Managing director, Alan Clarke, said: “Abano’s Audiology businesses in Asia and Australia, owned through Abano’s 50 percent shareholding in Bay International Limited alongside founder Peter Hutson, are still in an early development stage of expansion. At year end, there were 59 permanent stores and visiting clinics throughout Australia and 11 stores across Malaysia, Hong Kong and Singapore. We are looking to continue to grow these existing and new markets largely through greenfield rollouts. Because of this, and the infancy of the businesses, profit contributions will only be apparent in three to five years time.
“Abano’s Dental sector continued to expand during 2010 to 50 practices in New Zealand and 26 in Australia at year end, and is producing fast growing and profitable returns. The Dental sector will, therefore, play an increasingly important role in the Abano Group’s portfolio in the near to medium term. Since year end, we have acquired a further three practices in Australia.

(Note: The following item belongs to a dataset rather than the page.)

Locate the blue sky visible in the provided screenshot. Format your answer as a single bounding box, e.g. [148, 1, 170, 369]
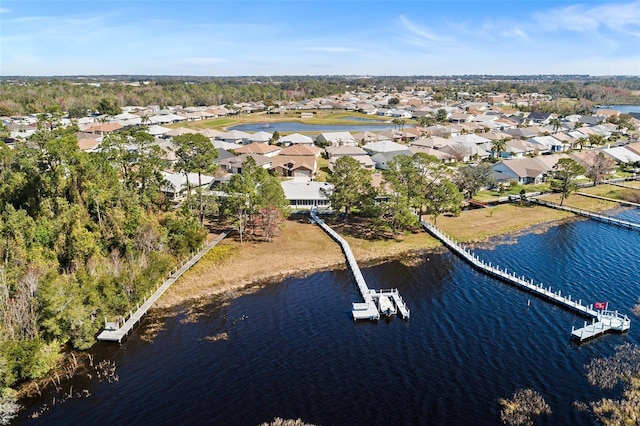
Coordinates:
[0, 0, 640, 76]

“We invested significantly in equipment and new facilities for our Radiology businesses in the 2009 year and in 2010 we focused on realising the benefits from this expanded investment and the increased opportunities we see ahead such as the emerging PET/CT technology.
“Our Pathology business income remains steady, but while Aotea Pathology has been providing community pathology services to the Capital and Coast and Hutt Valley regions for nearly 80 years, we are very aware that our current contract ends in fifteen months time in November 2011. We are working closely with the local DHBs and referring clinicians in regards to re-securing the community pathology contract.
“Prior to the recent ACC changes, Abano Rehabilitation developed a new 23-bed residential facility in Hamilton and opened another facility in Henderson, Auckland. We believe this service has a vital and important role to play and we remain optimistic that ACC’s support for people with acquired brain injuries will continue. We are also hopeful that ACC contracts will be adjusted over time to provide more sustainable and commercial margins for providers in this service area.
“The Orthotics business continues to provide steady and improving returns, and while there has been some impact from the ACC changes, it has not been as significant as in our other rehabilitation business. We expanded our Orthotics business footprint during the year with the acquisition of Orthotics South Island, which has provided an increase in the scope and reach of the services offered.”
Alan Clarke concluded: “The impact and risk of Government/ACC contract funding has been clearly demonstrated in the 2010 year. This reinforces our strategy to de-risk our business over the last seven years, with New Zealand public funded revenue decreasing from 75 percent in 2003 to under 35 percent in 2010.
“The new financial year will be one of new growth opportunities for Abano as we move ahead with our new organisational structure. We will continue with our proven Co-invest and Build investment model with the clinical founders and leaders of our businesses. The opportunities for profitable investment and growth have increased and our established presence and success to date has seen increasing interest from healthcare professionals and clinical owners in New Zealand and now in Australia and Asia.”